Im Brotberuf ist Georg Eggers Entwicklungsingenieur in München. Der promovierte Physiker befasst sich mit so komplizierten Dingen wie magnetooptischer Rasternahfeldmikroskopie oder der optischen Lebendfingererkennung. Komisch ist das sicher weniger. Als Ausgleich dazu macht er Gedichte – als Kabarettist und ist daneben sehr aktiv in der Poetry-Slam-Szene.

Gereimtes im Kabarett ist eher die Ausnahme als die Regel. Die Befürchtung, so etwas müsse betulich oder altbacken wirken, liegt nahe. Doch Eggers beweist das Gegenteil. Ausgesprochen frisch sind seine Verse, gewürzt mit bissigen Pointen, deren Schärfe vom Reim nur scheinbar gemindert wird.
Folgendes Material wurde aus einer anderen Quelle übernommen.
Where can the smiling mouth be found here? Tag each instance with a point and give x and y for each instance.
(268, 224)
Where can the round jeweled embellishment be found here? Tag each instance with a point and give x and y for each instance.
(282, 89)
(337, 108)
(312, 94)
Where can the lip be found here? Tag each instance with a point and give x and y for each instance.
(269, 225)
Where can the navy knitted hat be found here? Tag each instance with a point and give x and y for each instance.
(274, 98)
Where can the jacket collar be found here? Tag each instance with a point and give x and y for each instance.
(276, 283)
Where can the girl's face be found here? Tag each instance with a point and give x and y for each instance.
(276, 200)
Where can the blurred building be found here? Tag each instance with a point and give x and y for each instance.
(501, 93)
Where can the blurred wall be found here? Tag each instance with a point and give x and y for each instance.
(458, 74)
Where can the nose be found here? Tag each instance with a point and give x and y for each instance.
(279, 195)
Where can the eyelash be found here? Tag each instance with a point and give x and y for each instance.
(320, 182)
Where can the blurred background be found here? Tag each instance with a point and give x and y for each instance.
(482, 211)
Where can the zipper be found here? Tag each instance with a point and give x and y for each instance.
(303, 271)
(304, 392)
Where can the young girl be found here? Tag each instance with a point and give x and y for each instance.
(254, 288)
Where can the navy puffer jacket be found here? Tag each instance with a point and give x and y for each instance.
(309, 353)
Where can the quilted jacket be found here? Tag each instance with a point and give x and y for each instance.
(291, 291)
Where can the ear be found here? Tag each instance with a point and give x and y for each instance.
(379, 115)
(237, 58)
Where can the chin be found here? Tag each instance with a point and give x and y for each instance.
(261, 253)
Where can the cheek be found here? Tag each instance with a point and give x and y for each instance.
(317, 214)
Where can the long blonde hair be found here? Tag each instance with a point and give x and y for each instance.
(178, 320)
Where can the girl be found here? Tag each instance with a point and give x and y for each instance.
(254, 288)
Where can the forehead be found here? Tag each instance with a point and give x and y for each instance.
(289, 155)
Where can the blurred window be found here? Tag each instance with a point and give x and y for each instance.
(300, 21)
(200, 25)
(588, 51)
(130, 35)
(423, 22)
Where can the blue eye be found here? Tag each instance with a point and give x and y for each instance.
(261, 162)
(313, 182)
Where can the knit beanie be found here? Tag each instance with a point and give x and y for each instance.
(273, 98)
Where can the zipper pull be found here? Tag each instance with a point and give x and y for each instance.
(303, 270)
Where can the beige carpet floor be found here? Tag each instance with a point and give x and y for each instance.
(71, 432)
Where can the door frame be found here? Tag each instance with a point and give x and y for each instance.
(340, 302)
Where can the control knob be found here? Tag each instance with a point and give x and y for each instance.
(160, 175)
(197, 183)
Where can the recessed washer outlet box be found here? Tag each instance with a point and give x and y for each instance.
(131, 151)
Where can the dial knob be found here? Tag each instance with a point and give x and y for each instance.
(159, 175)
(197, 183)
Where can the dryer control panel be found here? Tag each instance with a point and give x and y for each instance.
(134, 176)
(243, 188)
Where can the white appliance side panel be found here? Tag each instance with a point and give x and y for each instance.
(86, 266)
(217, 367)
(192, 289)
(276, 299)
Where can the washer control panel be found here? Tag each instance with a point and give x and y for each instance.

Von fern grüßt Heinz Erhardt

Gewisse Ähnlichkeiten mit der Poesie eines Eugen Roth sind hier und da deutlich, von fern grüßt Heinz Erhardt. Doch platte Kalauer sucht man bei Grög, wie Eggers sich als Kabarettist auch nennt, vergeblich. Sein literarisches Kabarett hat er den „Lebensphasen zwischen Koitus und Exitus“ zugeordnet, immer „auf der Suche nach menschlicher Vernunft unter besonderer Würdigung des totalen Scheiterns“.

Politik ist (fast) ausgespart. Stattdessen geht es um pittoreske Tiere wie eine Nebelkrähe, die fremdgeht, um depressive Krokodile oder jene impertinenten Händchenhalter, die im Gedränge des Weihnachtsgeschäfts die Rolltreppen versperren, um den Kalk im Münchner Leitungswasser oder um einen Bücherfreund, der beim Aufbau eines Regals von demselben erschlagen wird, weil er die Aufbauanleitung nicht gelesen hat. In den meisten Fällen haben Grögs Texte ein fatales, nicht selten letales Finale, darin ist der Autor Altmeister Wilhelm Busch verwandt.

Grögs beherrscht nicht nur das Schreiben, sondern auch das Sprechen virtuos. Seine (gereimte) Sammlung von Verwaltungsvorschriften des Münchners Kreisverwaltungsreferats – deren Fehlen in Kabul er als die Ursache der Probleme Afghanistans analysierte – war schon artikulatorisch ein Meisterstück. Und die stimmstarke Inbrunst, mit der er den Ehestreit der Nebelkrähen hörbar machte („Krakri, krakräh, krakri, krakräh“), wird wohl kein Besucher dieses Abends vergessen.